One of the Americans had been virtually sure to get a red hat: Archbishop Albert Gregory Meyer, 56, appointed last September to succeed Chicago's late Samuel Cardinal Stritch as head of the largest Catholic archdiocese in the U.S. (1,942,000 members). Shy, scholarly Archbishop Meyer, son of a Milwaukee grocer, is known as a brilliant administrator and a cautious interviewee--on his appointment to Chicago he refused to say whether he would transfer his allegiance from the Milwaukee Braves to the Chicago Cubs. Met by a crowd of newsmen and clerics at a Chicago airport last week, as he returned from Washington, Meyer chomped his chewing gum vigorously. "Of course, I am happy for myself," he said, "but I am even happier for the people of Chicago. We must be even more dedicated now." Archbishop Meyer is expected to be the only one of the new cardinals who will not be assigned to the Curia in Rome. The second American to get a red hat was also born and bred in Milwaukee; Aloysius Joseph Muench, 70, the first U.S. citizen to be an accredited diplomatic representative of the Vatican. Pope Pius XII made him apostolic visitor to Germany in 1946, raised him to archbishop in 1950 and apostolic nuncio in 1951. As the first foreign diplomat to present his credentials to the German Federal Republic in 1951, stocky, grey-haired Archbishop Muench became dean of the Bonn diplomatic corps. His easy charity and folksy Midwestern humor have made him popular. Once when Chancellor Adenauer admired a purple cape he was wearing, Muench said: "I'll see that you get something purple," promptly delighted the Chancellor with a necktie made of the same material.

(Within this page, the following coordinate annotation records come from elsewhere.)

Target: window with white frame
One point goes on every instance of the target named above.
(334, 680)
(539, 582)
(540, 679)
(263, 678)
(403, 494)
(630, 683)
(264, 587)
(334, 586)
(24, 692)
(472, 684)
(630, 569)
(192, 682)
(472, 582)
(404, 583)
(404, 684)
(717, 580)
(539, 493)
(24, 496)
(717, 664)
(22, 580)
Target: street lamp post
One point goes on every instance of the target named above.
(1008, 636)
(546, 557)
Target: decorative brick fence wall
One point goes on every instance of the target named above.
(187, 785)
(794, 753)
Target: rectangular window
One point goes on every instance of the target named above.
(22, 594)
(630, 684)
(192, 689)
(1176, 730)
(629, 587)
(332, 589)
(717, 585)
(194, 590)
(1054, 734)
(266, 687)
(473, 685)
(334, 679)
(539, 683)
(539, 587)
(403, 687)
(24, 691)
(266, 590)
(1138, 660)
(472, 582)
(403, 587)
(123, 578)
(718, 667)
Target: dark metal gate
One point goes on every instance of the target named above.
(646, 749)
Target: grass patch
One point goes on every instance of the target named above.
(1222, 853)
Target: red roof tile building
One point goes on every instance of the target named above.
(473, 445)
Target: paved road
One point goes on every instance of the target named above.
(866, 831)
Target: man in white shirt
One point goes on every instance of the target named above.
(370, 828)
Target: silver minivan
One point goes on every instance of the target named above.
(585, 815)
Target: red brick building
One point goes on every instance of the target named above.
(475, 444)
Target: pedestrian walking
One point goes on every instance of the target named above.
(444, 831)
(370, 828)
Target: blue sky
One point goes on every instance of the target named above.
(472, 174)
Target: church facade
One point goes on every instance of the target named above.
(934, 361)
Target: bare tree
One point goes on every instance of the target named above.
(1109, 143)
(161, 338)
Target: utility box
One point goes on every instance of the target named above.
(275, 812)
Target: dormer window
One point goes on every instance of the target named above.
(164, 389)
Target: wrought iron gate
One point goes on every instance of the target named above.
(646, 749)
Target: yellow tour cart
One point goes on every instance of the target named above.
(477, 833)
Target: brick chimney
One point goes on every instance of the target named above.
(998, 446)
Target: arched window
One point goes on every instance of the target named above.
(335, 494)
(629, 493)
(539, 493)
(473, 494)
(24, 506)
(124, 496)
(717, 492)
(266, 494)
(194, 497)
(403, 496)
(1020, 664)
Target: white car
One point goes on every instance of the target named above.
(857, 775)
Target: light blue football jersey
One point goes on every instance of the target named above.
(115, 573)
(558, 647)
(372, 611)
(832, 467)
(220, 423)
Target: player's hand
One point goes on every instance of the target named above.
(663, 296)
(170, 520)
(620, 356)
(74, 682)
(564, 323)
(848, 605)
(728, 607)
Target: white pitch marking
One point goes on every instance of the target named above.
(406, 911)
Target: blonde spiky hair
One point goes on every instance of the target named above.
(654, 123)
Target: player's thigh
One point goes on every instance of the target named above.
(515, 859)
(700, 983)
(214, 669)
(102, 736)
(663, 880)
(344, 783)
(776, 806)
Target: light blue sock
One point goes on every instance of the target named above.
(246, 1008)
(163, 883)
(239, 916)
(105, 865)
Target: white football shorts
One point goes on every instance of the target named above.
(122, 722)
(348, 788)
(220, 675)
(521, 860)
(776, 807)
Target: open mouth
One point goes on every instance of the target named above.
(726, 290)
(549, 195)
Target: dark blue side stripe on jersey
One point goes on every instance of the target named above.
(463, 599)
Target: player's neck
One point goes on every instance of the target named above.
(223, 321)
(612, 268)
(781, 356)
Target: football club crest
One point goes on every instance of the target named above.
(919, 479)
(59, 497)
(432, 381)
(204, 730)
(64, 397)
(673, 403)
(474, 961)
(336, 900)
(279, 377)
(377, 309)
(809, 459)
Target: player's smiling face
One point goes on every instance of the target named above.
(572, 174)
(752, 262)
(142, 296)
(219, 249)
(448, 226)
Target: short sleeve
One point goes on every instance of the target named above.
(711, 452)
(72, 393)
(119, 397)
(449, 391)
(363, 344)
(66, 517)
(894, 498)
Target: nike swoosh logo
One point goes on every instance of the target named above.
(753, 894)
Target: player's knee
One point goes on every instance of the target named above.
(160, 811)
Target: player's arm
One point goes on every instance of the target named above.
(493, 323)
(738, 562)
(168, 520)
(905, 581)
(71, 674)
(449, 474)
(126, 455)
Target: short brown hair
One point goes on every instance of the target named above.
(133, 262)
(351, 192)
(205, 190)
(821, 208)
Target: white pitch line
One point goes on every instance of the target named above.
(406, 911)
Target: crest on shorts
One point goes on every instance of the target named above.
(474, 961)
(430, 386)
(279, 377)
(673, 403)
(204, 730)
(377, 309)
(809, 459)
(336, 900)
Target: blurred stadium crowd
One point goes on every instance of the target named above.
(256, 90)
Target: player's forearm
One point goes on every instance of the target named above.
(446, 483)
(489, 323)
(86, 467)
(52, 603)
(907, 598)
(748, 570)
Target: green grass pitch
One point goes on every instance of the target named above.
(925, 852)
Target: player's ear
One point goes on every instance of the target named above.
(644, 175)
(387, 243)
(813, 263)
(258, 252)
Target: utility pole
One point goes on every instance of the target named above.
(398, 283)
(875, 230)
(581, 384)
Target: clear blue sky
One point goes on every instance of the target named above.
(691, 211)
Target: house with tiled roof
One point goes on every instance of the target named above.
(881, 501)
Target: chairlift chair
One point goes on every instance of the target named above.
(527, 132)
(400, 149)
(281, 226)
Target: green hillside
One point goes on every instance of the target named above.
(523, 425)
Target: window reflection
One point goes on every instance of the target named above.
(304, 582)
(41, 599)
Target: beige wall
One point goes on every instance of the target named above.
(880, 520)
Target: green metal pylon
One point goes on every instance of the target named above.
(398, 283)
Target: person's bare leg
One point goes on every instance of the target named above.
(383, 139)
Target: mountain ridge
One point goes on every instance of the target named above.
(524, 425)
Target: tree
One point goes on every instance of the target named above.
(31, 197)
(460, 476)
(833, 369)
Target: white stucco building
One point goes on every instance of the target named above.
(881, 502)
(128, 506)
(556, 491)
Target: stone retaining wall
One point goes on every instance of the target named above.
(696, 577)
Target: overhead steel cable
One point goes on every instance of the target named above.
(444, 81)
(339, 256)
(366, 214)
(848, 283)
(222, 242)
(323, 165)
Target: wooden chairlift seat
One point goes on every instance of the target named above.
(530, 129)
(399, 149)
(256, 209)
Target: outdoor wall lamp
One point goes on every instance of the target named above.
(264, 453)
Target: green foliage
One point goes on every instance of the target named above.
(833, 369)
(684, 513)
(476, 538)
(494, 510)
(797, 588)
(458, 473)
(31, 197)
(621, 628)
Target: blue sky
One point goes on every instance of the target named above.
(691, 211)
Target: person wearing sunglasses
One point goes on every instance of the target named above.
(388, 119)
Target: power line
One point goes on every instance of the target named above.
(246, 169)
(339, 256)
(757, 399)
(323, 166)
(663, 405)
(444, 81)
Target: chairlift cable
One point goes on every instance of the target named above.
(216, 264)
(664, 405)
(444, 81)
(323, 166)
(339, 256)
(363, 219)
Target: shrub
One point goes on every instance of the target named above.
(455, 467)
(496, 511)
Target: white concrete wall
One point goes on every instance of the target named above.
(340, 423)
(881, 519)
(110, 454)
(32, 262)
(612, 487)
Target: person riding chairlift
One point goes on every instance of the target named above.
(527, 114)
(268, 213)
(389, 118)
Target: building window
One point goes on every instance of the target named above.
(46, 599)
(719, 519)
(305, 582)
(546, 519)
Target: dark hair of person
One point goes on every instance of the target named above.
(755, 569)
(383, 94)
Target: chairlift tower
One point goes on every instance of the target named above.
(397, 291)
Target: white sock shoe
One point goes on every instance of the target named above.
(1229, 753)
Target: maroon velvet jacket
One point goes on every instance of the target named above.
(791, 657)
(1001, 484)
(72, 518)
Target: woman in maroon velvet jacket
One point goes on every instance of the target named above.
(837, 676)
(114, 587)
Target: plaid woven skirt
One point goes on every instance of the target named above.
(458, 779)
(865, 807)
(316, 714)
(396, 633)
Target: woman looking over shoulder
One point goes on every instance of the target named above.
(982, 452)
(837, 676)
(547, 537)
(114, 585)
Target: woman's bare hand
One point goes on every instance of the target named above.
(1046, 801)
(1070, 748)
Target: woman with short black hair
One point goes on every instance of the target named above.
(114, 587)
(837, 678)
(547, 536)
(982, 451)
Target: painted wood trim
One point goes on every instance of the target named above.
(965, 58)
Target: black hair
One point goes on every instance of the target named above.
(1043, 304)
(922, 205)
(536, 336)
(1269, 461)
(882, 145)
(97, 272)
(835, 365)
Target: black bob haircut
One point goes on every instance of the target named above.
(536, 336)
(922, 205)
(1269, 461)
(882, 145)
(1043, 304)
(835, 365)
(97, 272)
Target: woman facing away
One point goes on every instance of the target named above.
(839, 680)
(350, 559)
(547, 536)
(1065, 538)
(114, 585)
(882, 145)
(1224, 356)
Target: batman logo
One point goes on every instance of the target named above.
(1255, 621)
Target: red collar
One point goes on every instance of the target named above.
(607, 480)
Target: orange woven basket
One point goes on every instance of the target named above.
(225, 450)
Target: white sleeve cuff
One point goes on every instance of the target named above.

Other red hats will go to:

MONSIGNOR WILLIAM THEODORE HEARD, 75, a convert from the Church of Scotland (as a 26-year-old lawyer) to Catholicism, who will be the first Scottish cardinal since the death of Charles Cardinal Erskine in 1811. "He may also," speculated the London Times, "be the first Oxford rowing Blue in the history of the Church to achieve the purple." Since 1927 Heard has served at the Vatican on the Sacred Roman Rota, the high ecclesiastical court that passes on applications for marriage annulments. The Vatican expects Pope John to make use of Monsignor Heard's legal abilities in preparing for the forthcoming Ecumenical Council.

THE REVEREND AUGUSTIN BEA, 78, a German-born Jesuit scholar and one of the few men to whom a Pope has knelt; for more than 20 years he was the confessor of the late Pope Pius XII. Pope Pius wanted to make him a cardinal in 1946, but Jesuit General Janssens urged the Pope not to, because some Vatican veterans felt that Jesuits had been overly favored (Pius XI had created two Jesuit cardinals, had turned over to the Jesuits both the Vatican radio and the observatory at Castel Gandolfo; Pius XII had two Jesuit private secretaries).

MONSIGNOR FRANCESCO MORANO, 87, oldest of the new cardinals, but hale and lively-minded. A scholar with degrees in philosophy, theology, canon and civil law, physics and mathematics, he will almost certainly be one of the staff planning and preparing for the Ecumenical Council.

MONSIGNOR GUSTAVO TESTA, 73, born to a wealthy family in Italy's Bergamo Province, where John XXIII was a peasant boy, and close friend of the present Pope since they were fellow students in Rome. Like John, he has spent most of his career in the Vatican diplomatic service, having held posts in Austria, Germany, Peru, Egypt, Palestine and Switzerland.

MONSIGNOR PAOLO MARELLA, 64, Italian with a broad background in papal diplomacy. Since 1953 he has held Pope John's former post as papal nuncio in Paris.

THE REVEREND ARCADIO LARRAONA, 72, born in Oteiza de la Solana, Spain, and a member of the Missionary Sons of the Immaculate Heart of Mary.* Father Larraona has been teaching, writing and lecturing in Rome for 40 years, where he has held a number of posts in the Curia. As the first Claretian cardinal in history, he will be permitted by his order to change his brown robes for scarlet, provided that they are of wool.

* Founded by Antonio Maria Claret in Spain in 1849, and now active in mission work primarily among Spanish-speaking people in the U.S., Southwest and Latin America.